Successful leaders must think outside the box on this one—it doesn’t help to be closed-minded on new ways of selling, new tools or tactics, etc. Too often, we see leaders who have a perfunctory understanding of digital selling (just as an example) and decide against a solution with minimal effort in understanding what it truly is. The result is that more innovative leaders use these tactics and strategies as advantages to take business from their competitors. Others must now work twice as hard simply to catch up. It is a foolish way to lead a team. If you are designing a sales team to serve you in the future, ensure that part of your plan is to always help your team evolve.

3. Evaluate Learning Behaviour

All of your training initiatives should provide learning metrics that can show you which individuals are eager to learn new strategies and which simply prefer to avoid it. Do you have reps who don’t see the value of updating their skills? This could be a major problem.
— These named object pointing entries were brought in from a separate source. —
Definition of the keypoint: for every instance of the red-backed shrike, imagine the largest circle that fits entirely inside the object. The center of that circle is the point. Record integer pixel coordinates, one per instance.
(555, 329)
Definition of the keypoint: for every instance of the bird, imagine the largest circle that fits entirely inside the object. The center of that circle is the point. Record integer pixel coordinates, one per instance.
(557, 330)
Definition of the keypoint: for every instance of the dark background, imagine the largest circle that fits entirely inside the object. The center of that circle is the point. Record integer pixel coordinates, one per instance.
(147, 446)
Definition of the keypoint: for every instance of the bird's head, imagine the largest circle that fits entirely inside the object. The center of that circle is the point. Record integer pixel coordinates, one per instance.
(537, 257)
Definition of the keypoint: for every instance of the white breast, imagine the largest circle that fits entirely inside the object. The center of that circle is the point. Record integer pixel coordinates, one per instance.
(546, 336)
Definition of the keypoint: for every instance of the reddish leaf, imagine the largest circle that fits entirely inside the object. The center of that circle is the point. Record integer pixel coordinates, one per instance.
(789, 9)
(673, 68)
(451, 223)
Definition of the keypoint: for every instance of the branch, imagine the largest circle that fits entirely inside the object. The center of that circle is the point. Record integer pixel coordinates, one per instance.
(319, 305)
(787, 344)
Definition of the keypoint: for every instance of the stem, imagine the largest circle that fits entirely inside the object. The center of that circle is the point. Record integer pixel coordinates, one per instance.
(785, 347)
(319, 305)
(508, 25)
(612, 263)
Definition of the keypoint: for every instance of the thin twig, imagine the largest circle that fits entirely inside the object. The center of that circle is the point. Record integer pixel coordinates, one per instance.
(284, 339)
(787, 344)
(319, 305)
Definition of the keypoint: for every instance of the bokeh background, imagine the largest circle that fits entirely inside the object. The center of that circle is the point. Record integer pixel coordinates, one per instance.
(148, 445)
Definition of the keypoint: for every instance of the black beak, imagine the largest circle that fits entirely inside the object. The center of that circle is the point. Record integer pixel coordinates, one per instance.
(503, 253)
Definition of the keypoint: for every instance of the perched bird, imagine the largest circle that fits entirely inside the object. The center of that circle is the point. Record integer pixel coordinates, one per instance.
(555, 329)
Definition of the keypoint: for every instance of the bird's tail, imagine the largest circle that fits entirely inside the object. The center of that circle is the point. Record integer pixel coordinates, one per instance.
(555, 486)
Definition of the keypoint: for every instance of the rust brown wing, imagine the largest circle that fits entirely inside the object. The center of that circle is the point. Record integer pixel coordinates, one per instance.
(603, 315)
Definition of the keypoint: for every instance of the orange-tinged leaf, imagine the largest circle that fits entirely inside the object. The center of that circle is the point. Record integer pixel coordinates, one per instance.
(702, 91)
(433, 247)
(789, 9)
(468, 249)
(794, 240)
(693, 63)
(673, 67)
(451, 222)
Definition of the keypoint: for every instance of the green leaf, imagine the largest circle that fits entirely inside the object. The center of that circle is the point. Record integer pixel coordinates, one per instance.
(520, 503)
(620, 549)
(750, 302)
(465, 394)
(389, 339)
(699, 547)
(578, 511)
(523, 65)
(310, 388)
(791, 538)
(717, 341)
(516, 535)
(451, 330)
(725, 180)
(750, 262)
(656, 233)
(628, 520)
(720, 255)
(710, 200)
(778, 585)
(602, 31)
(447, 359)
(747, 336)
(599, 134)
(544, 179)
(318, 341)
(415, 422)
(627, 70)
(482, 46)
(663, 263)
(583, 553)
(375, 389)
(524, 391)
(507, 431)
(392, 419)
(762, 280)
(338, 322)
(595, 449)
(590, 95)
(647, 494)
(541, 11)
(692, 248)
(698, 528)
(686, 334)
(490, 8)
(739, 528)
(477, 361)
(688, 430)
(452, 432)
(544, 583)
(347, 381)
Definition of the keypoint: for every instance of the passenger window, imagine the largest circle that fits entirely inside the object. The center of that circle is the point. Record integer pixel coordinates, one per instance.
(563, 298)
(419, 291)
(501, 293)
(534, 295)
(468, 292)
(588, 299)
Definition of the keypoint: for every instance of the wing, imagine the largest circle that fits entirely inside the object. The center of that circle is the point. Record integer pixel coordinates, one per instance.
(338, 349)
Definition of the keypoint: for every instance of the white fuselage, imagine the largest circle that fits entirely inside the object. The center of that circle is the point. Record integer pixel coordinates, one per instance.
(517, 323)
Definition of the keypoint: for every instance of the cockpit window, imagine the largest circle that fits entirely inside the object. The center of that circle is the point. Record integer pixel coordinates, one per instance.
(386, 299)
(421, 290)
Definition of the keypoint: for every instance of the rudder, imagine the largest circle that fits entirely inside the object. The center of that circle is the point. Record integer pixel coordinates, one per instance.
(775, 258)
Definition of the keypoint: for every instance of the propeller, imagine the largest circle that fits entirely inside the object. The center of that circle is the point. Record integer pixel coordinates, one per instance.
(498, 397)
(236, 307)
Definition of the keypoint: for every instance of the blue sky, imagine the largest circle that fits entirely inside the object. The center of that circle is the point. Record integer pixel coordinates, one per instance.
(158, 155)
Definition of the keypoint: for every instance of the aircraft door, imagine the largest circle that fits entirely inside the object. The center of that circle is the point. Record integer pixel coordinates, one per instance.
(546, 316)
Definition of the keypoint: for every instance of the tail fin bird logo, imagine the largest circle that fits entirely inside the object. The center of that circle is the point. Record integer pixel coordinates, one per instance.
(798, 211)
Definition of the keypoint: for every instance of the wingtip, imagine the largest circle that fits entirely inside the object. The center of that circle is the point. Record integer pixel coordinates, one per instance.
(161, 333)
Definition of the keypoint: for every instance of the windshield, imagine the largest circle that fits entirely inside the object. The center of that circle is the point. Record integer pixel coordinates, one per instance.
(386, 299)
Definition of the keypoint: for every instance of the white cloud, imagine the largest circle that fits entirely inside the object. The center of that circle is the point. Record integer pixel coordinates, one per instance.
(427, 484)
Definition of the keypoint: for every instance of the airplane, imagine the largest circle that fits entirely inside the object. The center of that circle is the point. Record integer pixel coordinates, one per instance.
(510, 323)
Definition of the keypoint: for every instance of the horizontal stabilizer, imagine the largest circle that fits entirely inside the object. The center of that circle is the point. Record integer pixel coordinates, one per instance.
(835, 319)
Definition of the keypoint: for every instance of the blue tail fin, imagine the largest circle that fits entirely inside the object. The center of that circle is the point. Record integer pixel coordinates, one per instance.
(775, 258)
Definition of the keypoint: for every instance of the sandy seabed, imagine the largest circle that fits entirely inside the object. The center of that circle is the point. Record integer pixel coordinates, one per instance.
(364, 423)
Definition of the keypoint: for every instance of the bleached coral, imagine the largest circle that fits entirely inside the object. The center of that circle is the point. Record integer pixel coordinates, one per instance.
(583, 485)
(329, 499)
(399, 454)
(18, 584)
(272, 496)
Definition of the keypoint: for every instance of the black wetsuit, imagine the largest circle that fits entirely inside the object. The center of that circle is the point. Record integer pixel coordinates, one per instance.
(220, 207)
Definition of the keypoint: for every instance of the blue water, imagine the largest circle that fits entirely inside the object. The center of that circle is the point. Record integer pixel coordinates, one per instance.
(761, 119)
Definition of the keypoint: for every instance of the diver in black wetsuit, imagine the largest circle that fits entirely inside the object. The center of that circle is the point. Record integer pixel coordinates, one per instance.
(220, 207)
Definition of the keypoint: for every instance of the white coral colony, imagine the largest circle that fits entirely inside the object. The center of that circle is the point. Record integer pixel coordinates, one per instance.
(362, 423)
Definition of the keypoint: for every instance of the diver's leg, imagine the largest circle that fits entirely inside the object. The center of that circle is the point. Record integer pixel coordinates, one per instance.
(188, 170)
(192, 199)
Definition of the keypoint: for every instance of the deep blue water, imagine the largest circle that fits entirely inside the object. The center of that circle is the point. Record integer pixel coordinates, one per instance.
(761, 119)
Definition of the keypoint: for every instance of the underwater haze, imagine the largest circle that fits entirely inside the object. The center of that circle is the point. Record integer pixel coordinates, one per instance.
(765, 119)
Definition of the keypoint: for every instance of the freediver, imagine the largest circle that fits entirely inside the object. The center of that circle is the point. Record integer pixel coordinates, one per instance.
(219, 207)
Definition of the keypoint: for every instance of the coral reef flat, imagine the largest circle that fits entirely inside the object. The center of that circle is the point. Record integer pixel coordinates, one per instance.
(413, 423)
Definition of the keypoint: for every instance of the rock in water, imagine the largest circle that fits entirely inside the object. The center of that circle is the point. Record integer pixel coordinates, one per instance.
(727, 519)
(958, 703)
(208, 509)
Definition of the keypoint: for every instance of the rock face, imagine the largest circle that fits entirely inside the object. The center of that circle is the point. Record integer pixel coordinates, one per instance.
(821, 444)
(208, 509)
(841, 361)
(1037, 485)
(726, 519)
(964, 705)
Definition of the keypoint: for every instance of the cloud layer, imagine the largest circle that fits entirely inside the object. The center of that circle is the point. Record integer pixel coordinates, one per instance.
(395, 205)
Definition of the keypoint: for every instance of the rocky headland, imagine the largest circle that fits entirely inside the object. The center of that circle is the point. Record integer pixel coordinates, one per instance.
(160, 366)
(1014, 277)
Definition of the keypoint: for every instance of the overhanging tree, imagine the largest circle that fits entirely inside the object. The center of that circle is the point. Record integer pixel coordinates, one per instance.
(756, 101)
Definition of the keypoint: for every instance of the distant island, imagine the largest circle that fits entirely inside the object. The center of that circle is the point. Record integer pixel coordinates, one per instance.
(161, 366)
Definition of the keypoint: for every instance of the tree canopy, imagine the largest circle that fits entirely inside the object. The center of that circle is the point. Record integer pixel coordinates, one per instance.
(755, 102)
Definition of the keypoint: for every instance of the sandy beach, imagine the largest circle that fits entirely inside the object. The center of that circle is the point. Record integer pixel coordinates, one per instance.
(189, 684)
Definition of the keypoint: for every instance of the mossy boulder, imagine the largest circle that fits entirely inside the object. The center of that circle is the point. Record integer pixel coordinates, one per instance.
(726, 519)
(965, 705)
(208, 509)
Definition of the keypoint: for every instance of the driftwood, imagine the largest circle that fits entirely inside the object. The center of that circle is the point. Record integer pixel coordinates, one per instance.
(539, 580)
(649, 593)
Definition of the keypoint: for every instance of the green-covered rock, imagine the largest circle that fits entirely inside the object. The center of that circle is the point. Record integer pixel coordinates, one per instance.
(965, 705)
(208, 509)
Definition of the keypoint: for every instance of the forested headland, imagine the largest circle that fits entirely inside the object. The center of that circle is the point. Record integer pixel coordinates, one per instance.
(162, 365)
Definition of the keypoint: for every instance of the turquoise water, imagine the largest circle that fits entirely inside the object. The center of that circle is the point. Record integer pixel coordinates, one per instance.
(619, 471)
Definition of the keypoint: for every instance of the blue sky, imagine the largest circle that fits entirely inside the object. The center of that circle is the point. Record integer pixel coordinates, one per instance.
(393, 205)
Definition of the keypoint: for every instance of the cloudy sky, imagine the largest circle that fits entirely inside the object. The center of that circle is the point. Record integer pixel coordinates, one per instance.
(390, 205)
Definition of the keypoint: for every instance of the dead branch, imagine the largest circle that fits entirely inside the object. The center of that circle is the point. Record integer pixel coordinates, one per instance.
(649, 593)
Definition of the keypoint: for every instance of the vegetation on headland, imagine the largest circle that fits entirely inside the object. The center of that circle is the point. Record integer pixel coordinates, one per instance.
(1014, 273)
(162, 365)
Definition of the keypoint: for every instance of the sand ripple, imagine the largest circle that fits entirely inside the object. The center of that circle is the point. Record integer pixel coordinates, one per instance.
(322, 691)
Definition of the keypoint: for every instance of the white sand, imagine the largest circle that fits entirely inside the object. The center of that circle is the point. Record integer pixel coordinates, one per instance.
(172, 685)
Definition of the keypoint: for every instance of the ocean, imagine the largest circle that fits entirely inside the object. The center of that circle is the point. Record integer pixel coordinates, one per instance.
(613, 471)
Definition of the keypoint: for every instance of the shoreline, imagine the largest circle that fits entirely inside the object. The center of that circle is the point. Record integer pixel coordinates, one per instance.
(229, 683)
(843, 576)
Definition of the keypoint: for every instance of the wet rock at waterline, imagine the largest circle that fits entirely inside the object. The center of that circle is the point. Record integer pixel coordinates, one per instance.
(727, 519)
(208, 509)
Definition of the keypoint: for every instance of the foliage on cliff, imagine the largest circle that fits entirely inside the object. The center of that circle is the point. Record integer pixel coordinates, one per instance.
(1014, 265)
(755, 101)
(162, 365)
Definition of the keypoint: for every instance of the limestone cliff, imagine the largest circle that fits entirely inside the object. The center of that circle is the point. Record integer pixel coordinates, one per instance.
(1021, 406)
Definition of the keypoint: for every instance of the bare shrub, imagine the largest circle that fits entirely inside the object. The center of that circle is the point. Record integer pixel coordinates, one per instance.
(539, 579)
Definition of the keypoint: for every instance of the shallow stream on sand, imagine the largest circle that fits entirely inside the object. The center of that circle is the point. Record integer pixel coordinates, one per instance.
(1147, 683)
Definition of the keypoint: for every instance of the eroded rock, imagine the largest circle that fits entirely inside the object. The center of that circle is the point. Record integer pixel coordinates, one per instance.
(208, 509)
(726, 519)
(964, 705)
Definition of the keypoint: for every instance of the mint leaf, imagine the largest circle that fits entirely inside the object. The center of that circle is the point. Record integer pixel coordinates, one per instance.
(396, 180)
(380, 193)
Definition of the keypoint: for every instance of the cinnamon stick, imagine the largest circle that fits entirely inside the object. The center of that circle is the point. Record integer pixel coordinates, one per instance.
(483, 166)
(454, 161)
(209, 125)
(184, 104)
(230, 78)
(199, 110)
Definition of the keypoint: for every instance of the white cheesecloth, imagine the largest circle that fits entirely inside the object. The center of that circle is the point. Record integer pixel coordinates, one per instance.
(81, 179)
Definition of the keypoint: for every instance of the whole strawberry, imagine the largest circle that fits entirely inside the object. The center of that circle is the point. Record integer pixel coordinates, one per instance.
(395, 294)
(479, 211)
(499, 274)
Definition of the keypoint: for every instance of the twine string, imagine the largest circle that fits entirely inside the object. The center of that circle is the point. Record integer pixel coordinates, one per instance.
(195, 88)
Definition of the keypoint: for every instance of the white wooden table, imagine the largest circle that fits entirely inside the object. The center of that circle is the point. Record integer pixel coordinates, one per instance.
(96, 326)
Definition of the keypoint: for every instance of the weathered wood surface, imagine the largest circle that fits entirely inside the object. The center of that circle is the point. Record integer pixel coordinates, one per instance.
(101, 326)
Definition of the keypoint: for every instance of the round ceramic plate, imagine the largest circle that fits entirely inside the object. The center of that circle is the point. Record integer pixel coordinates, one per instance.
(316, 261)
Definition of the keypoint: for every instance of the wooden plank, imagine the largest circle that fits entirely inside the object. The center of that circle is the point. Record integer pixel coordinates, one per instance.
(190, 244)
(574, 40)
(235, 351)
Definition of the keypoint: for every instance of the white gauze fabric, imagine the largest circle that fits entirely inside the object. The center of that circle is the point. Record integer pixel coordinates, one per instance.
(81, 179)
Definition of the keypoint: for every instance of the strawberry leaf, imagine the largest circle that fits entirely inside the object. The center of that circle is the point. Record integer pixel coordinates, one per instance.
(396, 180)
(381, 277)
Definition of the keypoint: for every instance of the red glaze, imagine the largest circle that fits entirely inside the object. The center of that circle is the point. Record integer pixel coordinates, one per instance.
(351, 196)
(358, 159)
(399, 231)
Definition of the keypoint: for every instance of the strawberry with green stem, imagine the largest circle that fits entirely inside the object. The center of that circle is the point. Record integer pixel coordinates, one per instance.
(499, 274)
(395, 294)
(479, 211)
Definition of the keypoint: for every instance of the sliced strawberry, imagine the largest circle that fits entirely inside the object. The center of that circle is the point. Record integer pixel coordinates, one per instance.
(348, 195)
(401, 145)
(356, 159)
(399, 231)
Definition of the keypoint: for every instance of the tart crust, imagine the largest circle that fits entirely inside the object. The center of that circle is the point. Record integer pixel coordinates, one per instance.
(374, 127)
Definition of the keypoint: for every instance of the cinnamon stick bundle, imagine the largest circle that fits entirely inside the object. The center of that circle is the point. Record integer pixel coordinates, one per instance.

It is a simple equation—those who seek a competitive advantage will find one and those who are not open to the idea never do. In short, the results they are producing for you currently are what you can count on for the future. Nothing more, nothing less.

If these results are not good enough now (or will fall short in the years to come), you may have to think about replacing the player at some point in the game. The only way to close this gap is to work with individuals who are willing to evolve and improve their skill sets in order to compete.

Top leaders are constantly recruiting individuals who are competitive and wish to improve. Leaders who have an unrelenting focus on recruiting and building top talent are the ones who build powerful teams with the ability to meet increased quota demands today and well into the future.